"Though she be but little, she is fierce!" The words were written by Shakespeare for his play "A Midsummer Night's Dream," but he very well could have been talking about Zelda Rubinstein.
Standing tall at only 4'3", Zelda had a larger-than-life presence on film and TV. She started acting at 45, giving up a career in the medical field for something "more self-fulfilling." She said, "I had to do something creative. It was an internal feeling that I was sabotaging myself." In 1978 she broke into the movies, and soon found herself in demand. Eventually she would go on to star in over 53 films and TV series.
Zelda is best known for her horror roles, most notably the medium Tangina Barrons in the "Poltergeist" films; the film became an instant summertime hit and Zelda created absolute magic and wonderment with the testy role, receiving some of the movie's best reviews.
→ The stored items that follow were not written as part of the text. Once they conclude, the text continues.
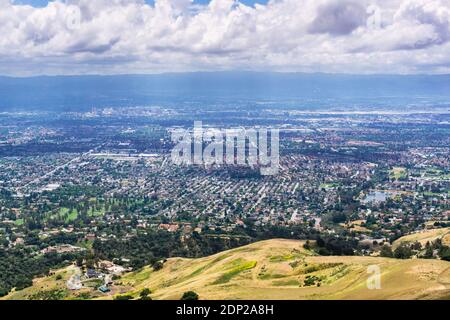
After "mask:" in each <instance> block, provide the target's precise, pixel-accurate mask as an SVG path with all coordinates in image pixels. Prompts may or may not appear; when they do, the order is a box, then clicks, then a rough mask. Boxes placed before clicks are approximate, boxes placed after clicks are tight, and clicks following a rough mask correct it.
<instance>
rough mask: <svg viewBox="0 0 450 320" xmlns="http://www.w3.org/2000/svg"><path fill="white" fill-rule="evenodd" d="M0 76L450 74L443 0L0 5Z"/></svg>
mask: <svg viewBox="0 0 450 320" xmlns="http://www.w3.org/2000/svg"><path fill="white" fill-rule="evenodd" d="M0 30H1V37H0V75H11V76H31V75H43V74H45V75H63V74H130V73H133V74H135V73H140V74H150V73H164V72H190V71H223V70H239V71H242V70H249V71H278V72H323V73H351V74H380V73H383V74H444V73H445V74H448V73H450V1H448V0H258V1H256V0H247V1H244V0H211V1H206V0H194V1H192V0H154V1H144V0H55V1H51V2H47V1H44V0H15V1H11V0H0Z"/></svg>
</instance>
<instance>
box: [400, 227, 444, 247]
mask: <svg viewBox="0 0 450 320" xmlns="http://www.w3.org/2000/svg"><path fill="white" fill-rule="evenodd" d="M449 235H450V228H440V229H432V230H427V231H424V232H419V233H413V234H410V235H407V236H404V237H401V238H399V239H397V240H396V241H394V243H393V244H392V247H393V249H396V248H397V247H398V246H399V245H400V244H401V243H402V242H409V243H410V242H416V241H418V242H420V243H421V244H422V245H423V246H424V245H425V244H426V243H427V242H428V241H430V242H432V241H435V240H436V239H438V238H441V239H443V242H444V244H446V245H449V239H448V238H449V237H448V236H449Z"/></svg>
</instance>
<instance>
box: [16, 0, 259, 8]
mask: <svg viewBox="0 0 450 320" xmlns="http://www.w3.org/2000/svg"><path fill="white" fill-rule="evenodd" d="M209 1H210V0H194V2H195V3H200V4H206V3H209ZM267 1H268V0H240V2H242V3H244V4H246V5H254V4H255V3H260V4H265V3H267ZM15 2H16V3H23V4H31V5H32V6H35V7H44V6H46V5H47V3H48V1H47V0H16V1H15ZM146 2H147V3H150V4H153V2H154V1H153V0H146Z"/></svg>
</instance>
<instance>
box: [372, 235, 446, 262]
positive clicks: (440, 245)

She also starred in "Anguish," "Teen Witch," was the narrator for "The Scariest Places on Earth," and had her last role in "Behind the Mask: the Rise of Leslie Vernon." Her doll-like voice lent itself to a long and active career as a voice-over actor.
Rubinstein became active in the fight against HIV/AIDS in 1984, marking the beginning of a long career as a human rights activist. She was also a staunch advocate for the rights of little people who formed the nonprofit Michael Dunn Memorial Repertory Theater Company in Los Angeles.
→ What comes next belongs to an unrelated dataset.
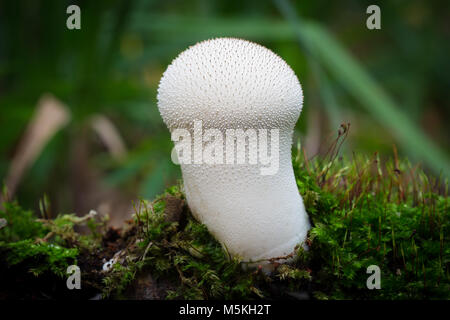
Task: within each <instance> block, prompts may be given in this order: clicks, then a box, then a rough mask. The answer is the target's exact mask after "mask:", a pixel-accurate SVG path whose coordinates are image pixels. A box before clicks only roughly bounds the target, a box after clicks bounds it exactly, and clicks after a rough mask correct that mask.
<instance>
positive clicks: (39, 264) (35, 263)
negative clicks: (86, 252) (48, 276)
mask: <svg viewBox="0 0 450 320" xmlns="http://www.w3.org/2000/svg"><path fill="white" fill-rule="evenodd" d="M2 205H3V207H4V210H3V211H0V218H4V219H6V221H7V224H6V226H5V227H3V228H2V229H0V257H1V259H2V260H3V261H5V262H6V263H7V265H8V266H9V267H10V268H13V267H15V266H18V265H21V266H23V267H24V268H25V269H26V270H27V271H28V272H31V273H32V274H34V275H35V276H40V275H42V274H44V273H46V272H50V273H52V274H54V275H56V276H59V277H63V276H64V275H66V269H67V267H68V266H69V265H72V264H76V262H77V257H78V255H79V251H80V250H83V249H92V248H93V247H95V246H98V241H97V239H96V238H95V237H94V236H84V235H80V234H78V233H76V232H75V231H74V229H73V227H74V225H75V224H80V223H82V222H84V221H86V220H88V219H90V220H89V221H91V220H92V217H91V216H90V215H87V216H85V217H81V218H80V217H76V216H75V215H69V214H66V215H60V216H58V217H57V218H55V219H53V220H47V219H36V217H35V216H34V214H33V212H31V211H29V210H24V209H22V208H21V207H20V206H19V205H18V204H17V202H4V203H2ZM91 223H94V222H91ZM94 224H95V223H94ZM95 225H96V224H95Z"/></svg>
Zelda Rubinstein is not only a female horror icon, but also represents what Women in Horror Recognition Month is all about: overcoming adversity, expressing yourself creatively, and never letting anything get in your way. She died in January 2010 after complications from a heart attack and will be forever missed.
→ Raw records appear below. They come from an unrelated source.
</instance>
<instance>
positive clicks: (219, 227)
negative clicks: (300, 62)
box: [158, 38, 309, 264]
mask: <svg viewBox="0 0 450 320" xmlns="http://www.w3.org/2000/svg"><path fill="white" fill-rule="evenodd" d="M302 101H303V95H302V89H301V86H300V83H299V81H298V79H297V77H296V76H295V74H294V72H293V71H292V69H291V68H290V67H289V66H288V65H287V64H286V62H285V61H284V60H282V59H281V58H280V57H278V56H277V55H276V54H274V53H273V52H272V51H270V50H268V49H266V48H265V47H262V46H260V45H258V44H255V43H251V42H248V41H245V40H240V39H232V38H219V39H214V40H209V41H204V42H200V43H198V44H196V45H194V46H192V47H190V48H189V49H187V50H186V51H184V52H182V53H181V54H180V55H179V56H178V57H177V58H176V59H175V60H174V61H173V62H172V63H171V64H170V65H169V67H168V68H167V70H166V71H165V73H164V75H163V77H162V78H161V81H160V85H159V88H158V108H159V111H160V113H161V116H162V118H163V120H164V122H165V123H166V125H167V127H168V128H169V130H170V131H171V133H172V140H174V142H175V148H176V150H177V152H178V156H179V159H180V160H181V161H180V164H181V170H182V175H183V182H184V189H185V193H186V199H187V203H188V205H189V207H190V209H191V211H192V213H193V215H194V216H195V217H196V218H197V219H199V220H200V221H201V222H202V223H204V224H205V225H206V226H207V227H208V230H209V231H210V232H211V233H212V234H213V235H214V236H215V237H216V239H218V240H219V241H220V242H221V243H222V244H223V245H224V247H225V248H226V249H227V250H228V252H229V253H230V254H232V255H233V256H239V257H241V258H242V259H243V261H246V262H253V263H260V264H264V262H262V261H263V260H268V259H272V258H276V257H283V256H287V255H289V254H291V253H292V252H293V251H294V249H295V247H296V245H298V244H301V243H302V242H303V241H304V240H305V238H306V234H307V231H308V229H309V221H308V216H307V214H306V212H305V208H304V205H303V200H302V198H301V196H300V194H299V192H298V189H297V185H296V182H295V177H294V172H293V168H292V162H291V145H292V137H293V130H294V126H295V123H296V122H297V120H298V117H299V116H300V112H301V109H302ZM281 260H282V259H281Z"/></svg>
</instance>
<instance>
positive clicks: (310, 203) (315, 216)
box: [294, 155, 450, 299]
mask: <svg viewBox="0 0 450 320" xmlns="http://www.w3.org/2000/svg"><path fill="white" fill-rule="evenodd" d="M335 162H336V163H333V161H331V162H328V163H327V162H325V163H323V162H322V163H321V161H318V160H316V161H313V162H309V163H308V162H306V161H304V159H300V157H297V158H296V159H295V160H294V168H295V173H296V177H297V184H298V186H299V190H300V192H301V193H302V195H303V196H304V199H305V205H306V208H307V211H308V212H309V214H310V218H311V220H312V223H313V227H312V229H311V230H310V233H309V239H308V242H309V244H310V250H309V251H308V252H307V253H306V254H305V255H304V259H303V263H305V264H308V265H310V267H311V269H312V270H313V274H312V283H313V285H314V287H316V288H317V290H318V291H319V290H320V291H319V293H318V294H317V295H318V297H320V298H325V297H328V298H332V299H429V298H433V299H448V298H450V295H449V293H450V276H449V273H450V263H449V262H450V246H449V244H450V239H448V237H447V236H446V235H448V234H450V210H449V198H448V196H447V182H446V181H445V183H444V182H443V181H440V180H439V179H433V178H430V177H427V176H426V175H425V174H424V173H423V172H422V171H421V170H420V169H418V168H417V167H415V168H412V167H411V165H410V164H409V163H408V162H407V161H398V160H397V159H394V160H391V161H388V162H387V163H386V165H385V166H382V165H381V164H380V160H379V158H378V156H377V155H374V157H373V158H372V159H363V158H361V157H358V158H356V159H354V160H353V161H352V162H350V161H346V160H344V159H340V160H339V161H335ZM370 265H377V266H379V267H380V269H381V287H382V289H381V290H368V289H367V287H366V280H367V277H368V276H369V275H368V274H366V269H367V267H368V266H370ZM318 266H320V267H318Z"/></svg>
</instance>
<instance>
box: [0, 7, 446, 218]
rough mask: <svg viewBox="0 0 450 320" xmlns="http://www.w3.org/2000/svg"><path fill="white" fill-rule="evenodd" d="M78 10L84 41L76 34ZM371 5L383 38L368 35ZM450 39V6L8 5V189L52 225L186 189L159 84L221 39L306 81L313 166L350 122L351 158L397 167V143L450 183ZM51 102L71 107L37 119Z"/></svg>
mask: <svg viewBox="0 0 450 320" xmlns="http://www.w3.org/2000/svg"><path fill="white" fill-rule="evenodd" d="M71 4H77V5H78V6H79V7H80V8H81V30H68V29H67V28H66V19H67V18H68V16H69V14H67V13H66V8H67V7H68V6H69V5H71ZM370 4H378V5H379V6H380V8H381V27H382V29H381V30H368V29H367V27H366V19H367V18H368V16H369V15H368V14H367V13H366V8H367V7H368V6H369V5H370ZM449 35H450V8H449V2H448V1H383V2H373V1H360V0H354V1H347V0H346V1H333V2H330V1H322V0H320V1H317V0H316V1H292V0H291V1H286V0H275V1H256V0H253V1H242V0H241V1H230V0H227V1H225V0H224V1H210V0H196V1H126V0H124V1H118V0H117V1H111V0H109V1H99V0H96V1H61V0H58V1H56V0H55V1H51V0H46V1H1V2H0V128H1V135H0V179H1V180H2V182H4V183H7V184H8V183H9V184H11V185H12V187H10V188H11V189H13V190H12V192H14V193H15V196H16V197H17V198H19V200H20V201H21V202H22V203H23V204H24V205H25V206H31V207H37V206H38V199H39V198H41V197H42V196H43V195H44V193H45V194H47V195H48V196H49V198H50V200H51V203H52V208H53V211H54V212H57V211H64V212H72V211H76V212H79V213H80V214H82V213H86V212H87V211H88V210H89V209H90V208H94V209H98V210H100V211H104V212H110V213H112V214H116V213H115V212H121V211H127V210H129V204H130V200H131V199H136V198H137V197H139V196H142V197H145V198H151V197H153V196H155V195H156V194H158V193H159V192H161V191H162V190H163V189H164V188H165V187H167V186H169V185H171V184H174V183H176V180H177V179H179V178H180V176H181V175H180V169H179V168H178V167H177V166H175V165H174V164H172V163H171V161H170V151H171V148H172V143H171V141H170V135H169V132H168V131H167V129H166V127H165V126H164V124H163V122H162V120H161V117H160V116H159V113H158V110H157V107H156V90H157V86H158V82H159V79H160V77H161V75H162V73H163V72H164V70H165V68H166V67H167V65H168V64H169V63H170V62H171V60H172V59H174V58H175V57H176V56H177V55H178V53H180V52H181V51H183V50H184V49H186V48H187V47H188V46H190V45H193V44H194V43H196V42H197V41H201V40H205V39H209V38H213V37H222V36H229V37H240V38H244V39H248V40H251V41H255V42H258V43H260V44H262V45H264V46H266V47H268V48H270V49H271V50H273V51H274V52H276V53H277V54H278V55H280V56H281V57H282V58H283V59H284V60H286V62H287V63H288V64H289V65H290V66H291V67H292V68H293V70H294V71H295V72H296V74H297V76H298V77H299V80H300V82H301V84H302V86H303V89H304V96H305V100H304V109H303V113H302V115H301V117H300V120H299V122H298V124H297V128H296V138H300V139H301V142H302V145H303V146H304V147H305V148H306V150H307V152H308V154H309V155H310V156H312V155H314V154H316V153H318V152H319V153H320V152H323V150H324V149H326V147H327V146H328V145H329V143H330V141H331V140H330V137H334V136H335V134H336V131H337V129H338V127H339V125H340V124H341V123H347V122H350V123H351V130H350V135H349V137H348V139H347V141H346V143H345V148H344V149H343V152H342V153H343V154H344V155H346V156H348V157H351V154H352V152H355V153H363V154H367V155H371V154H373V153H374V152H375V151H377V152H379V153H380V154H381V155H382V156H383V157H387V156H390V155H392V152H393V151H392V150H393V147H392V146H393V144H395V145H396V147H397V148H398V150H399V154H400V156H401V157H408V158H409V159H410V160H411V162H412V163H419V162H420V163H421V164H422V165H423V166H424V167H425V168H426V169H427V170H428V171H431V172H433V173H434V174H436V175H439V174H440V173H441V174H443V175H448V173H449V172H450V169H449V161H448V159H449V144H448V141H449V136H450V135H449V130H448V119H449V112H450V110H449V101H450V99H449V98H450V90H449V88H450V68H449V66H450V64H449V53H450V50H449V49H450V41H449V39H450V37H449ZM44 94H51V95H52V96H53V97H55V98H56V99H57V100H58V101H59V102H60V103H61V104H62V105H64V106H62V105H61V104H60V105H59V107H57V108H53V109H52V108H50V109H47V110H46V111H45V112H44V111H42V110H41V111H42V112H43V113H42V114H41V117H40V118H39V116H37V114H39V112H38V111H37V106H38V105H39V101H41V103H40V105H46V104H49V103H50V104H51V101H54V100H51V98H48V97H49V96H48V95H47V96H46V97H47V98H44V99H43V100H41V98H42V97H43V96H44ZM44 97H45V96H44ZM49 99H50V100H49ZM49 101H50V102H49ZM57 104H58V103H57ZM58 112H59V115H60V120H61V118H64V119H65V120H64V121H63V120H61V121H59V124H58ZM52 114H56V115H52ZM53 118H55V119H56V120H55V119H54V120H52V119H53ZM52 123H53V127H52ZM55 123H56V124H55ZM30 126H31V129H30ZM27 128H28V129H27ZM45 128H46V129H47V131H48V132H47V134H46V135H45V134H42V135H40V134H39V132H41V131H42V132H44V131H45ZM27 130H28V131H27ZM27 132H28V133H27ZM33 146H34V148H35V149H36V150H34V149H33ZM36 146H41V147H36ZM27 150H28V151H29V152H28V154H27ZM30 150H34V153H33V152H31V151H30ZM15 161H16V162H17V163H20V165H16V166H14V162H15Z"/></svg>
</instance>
Women in Horror Recognition Month (WiHM) assists underrepresented female genre artists in gaining opportunities, exposure, and education through altruistic events, printed material, articles, interviews, and online support. WiHM seeks to expose and break down social constructs and miscommunication between female professionals while simultaneously educating the public about discrimination and how they can assist the female gender in reaching equality.